Back to the future: can local authorities solve the housing crisis?

Jemma Shorrock, Associate Director, Boyer examines how local authority trading companies could help address Britain’s housing shortfall by increasing public-sector involvement in development.

Related topics:  Housing,  Targets
Jemma Shorrock | Boyer
8th August 2025
Jemma Shorrock - Boyer - 728
"Without a stronger partnership between the public and private sectors and capacity within local authorities to take a more active role in development, the number of homes delivered will remain stubbornly below target"
- Jemma Shorrock - Boyer

Local authority trading companies and the challenge of building like it's 1977

To meet its 1.5 million homes target, a new impetus is clearly required. To meet its manifesto promise the government must deliver in excess of 300,000 homes per annum. Yet according to the HBF just 39,170 new homes were given planning approval in England during Q1 2025 - the lowest number of quarterly approvals since 2012 and the third lowest since the data set was started in 2006. This represents a 55% drop on the previous quarter and a 32% drop on Q1 2024 which is clearly unsustainable.
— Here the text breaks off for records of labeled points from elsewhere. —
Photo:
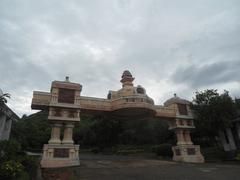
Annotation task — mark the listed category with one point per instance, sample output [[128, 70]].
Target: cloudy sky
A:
[[169, 46]]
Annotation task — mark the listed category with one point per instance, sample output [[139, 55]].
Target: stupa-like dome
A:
[[175, 100], [126, 73]]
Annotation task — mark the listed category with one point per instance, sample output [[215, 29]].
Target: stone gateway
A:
[[65, 104]]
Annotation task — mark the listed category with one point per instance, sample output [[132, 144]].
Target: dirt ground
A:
[[110, 167]]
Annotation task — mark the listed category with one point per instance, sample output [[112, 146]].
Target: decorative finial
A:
[[67, 79]]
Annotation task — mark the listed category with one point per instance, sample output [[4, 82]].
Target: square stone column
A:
[[187, 153], [68, 131], [55, 134]]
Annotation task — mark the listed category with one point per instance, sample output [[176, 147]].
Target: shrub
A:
[[213, 154], [30, 164], [10, 170], [9, 149], [95, 150], [163, 150]]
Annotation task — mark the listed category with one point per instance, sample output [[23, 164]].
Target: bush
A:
[[163, 150], [31, 164], [10, 170], [213, 154], [95, 150], [10, 150], [238, 156]]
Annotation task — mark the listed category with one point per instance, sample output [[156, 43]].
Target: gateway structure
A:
[[65, 105]]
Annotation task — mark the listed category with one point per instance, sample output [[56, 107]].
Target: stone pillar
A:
[[231, 139], [7, 129], [187, 137], [238, 129], [55, 134], [2, 125], [180, 137], [68, 131]]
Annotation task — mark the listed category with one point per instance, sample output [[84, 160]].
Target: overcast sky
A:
[[169, 46]]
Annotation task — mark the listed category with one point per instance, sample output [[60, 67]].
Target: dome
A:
[[126, 73], [176, 100]]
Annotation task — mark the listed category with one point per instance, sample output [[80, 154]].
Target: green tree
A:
[[213, 112], [4, 97]]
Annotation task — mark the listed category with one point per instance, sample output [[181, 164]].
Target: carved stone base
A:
[[60, 155], [187, 153]]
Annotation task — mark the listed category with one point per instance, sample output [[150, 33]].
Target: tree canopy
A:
[[213, 112]]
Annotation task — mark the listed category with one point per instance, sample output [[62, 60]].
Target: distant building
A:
[[7, 116]]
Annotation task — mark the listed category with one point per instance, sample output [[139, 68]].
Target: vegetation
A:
[[213, 112], [106, 134], [15, 164]]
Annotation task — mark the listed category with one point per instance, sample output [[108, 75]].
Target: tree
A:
[[213, 112], [3, 97]]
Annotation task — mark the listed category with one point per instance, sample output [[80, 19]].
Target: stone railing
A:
[[40, 99], [132, 101], [165, 112], [97, 104]]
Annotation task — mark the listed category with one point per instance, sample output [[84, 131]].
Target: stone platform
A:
[[60, 155]]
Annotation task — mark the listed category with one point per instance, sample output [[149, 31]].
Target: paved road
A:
[[101, 167]]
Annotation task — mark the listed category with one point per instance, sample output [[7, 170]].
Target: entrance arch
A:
[[65, 105]]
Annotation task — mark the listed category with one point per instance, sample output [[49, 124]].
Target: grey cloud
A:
[[199, 76]]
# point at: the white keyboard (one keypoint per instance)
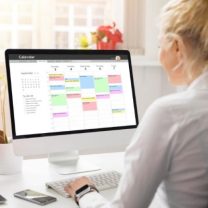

Britain hasn’t delivered in excess of 300,000 homes per annum for almost half a century. In 1977, Britain delivered over 300,000 new homes - a benchmark that successive governments have failed to reach since. Much has changed in that time, but the most consequential shift is that back then, local authorities accounted for nearly half of all new homes, whereas today those figures are negligible.

Private developers have, on the whole, held their output steady despite recessions and changing political tides. But it is not possible to return to the volumes of the 1970s without restoring some form of public-sector-led delivery to the system.

The £39 billion now earmarked for affordable housing, while a significant step in the right direction, is only part of the solution. Without a stronger partnership between the public and private sectors and capacity within local authorities to take a more active role in development, the number of homes delivered will remain stubbornly below target.

Can local authority trading companies bridge the gap?

Technically, local authority trading companies (LATCs) provide a means to do just that: to give councils a mechanism for more direct involvement in development while retaining a degree of commercial freedom.

Enabled by the Localism Act 2011 and shaped by the Teckal exemption, which permits councils to set up trading companies exempt from public procurement rules, LATCs have become more commonplace, going some way to replace old-fashioned council housing. By 2018, there were 743 LATCs across England, Scotland and Wales, of which nearly a quarter focused on property and investment.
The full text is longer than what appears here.